Combined, those factors put pressure on the foundation's endowment, with withdrawals reaching as high as 12 percent per year. Reiss said at that rate, the approximately $684 million endowment could be exhausted in just eight years or perhaps sooner.

"What we do here -- bringing our history alive and telling America's story -- is what grounds us, what connects us, and what helps us to understand one another," Reiss wrote. "This is the role that Colonial Williamsburg has played in the past. It is the role we play today. It is the role we will play far into the future, provided we take action now."

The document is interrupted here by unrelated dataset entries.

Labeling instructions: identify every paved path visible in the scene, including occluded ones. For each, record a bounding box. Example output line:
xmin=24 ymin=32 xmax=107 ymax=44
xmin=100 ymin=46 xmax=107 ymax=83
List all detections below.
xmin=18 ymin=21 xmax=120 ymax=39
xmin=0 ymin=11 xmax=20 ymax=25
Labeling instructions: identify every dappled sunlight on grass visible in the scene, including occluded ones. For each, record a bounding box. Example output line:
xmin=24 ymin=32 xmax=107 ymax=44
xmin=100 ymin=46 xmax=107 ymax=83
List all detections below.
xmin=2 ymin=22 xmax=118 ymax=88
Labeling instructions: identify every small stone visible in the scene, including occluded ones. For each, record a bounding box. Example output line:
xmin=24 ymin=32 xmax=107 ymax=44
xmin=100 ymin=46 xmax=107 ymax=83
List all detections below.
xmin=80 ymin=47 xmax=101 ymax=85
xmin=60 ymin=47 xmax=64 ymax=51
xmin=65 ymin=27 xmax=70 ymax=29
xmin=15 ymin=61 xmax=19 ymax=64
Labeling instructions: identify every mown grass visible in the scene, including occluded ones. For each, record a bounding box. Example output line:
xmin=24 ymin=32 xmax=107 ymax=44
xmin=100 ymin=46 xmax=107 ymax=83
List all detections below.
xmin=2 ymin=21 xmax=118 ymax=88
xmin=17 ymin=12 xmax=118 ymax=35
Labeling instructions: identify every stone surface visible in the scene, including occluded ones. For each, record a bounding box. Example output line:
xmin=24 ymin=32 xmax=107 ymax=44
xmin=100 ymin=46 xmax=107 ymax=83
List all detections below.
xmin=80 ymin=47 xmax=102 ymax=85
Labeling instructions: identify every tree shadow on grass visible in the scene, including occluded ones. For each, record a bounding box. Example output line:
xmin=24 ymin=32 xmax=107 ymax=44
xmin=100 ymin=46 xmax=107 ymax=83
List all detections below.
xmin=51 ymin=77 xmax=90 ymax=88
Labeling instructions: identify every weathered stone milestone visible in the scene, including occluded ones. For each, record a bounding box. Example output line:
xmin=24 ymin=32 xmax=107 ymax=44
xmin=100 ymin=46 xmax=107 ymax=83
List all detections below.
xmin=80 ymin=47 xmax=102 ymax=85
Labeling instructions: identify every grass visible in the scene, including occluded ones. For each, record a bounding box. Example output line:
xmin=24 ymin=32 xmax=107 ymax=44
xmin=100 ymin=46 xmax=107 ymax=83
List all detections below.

Williamsburg served as the capital of Virginia from 1699, when nearby Jamestown burned to the ground, until 1780. The city southeast of Richmond fell into disrepair but was revived in the 1920s in a restoration project financed by John D. Rockefeller Jr.

Rockefeller family members Catharine Broderick, Steven C. Rockefeller and John D. Rockefeller IV released a statement supporting Reiss' strategy: "Would our grandfather and great-grandfather John D. Rockefeller, Jr. (JDR, Jr.) have endorsed the current change? Yes. Because his primary goal was that Colonial Williamsburg would continue to tell the story of our Nation's founding for generations to come."

Today, Colonial Williamsburg is a mix of historic and contemporary, where visitors can interact with the costumed workers and tour historic buildings but also browse apparel, jewelry, food and other shops in a retail square.